A small white dog comes out of the trees toward me with a scowl. I slow down a bit, but let him know I’m not scared. He runs passed. I, then, notice a female Doberman with heavy teats. I wonder what such a dog would be doing back in the woods when I hear her puppies’ various grunts and squeals. I start up one of the steepest inclines I’ve ever hiked.
My legs sting with the effort, but I push myself onward. I make it to the top without stopping. I walk a few feet to catch my breath, then my heart told my legs to run. It had been years since I’ve ran. I believe I was twenty-two the last time. With my crooked spine, I’m not supposed to run, but I had to. I used to run cross country in high school. I loved running through the woods, and I loved it now. There was always something that attracted me to the primitiveness of the sport. The loneliness. I like accomplishing something without a team.
I saw ancient moss covered boulders placed on ledges maybe by an earthquake, shifting tectonic plates, or when Kentucky was covered by the ocean. I saw again the flowers. More beautiful than anything cultivated. My breath fell to a rhythm of two breaths in and two breaths out. I did not grow tired.
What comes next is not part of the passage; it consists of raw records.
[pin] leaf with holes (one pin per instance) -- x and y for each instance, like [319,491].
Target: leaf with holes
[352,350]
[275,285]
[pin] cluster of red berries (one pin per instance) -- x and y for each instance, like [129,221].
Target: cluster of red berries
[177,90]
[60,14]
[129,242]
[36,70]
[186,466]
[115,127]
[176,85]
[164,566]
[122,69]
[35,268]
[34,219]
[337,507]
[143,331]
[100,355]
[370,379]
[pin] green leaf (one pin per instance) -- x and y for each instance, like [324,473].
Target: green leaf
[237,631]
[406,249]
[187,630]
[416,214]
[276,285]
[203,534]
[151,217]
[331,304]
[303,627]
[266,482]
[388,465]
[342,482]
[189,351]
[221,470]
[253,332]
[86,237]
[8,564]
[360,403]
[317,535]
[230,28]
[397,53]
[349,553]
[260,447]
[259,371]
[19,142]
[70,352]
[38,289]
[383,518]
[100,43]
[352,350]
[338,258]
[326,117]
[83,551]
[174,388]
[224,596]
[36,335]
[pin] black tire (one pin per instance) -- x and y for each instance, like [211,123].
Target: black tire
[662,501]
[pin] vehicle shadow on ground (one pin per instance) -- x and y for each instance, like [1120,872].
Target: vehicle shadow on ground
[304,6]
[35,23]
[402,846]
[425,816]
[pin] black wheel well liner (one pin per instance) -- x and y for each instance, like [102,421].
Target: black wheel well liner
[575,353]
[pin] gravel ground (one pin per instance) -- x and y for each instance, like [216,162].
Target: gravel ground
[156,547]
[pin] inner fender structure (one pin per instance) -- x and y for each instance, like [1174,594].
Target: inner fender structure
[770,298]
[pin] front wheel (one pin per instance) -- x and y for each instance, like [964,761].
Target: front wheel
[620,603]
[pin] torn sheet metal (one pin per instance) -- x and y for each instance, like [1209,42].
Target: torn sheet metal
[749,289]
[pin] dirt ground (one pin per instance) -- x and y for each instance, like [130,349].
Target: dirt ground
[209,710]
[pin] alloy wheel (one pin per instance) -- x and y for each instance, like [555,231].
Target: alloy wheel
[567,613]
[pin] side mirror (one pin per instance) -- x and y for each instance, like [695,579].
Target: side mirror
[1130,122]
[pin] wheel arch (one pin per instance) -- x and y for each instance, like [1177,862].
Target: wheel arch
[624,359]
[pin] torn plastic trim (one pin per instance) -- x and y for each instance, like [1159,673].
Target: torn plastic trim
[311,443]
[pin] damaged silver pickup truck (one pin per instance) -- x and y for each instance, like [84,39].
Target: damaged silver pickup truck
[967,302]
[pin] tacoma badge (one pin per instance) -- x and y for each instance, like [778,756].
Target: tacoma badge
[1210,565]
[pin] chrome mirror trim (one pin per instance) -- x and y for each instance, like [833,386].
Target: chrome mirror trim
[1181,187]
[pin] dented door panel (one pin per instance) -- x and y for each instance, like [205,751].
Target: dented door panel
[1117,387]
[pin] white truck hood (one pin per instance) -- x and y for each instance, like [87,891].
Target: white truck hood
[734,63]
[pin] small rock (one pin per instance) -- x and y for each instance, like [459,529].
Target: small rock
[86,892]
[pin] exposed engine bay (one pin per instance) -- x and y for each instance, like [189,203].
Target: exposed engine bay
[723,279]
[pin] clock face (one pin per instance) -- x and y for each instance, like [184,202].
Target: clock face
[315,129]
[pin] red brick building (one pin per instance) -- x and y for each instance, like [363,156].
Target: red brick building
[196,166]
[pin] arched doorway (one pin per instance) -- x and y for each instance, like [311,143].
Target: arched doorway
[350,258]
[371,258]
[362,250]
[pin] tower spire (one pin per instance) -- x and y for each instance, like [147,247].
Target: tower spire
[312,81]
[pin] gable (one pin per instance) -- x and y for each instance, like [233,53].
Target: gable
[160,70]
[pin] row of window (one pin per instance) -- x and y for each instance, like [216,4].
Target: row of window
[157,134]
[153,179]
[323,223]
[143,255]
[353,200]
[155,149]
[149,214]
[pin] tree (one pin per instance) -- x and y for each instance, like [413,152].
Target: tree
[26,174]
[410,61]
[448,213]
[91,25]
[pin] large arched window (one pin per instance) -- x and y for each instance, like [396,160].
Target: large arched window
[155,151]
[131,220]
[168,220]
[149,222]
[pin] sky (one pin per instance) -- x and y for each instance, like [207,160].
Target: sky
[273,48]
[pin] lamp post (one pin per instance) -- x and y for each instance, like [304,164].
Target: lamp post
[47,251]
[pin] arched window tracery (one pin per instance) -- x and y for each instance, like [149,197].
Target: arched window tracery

I ran the entire way back to mother’s. When I came off the mountain and hit the pavement of Dry Fork, a heaviness filled my lungs and threatened to slow my legs. I passed houses and trailers. People sitting on porch swings, working in gardens, watching their children play. The real world seeped back into my soul like a change of life sped up. When I got back to mom’s, I did some stretching, and with a smile entered the house refreshed.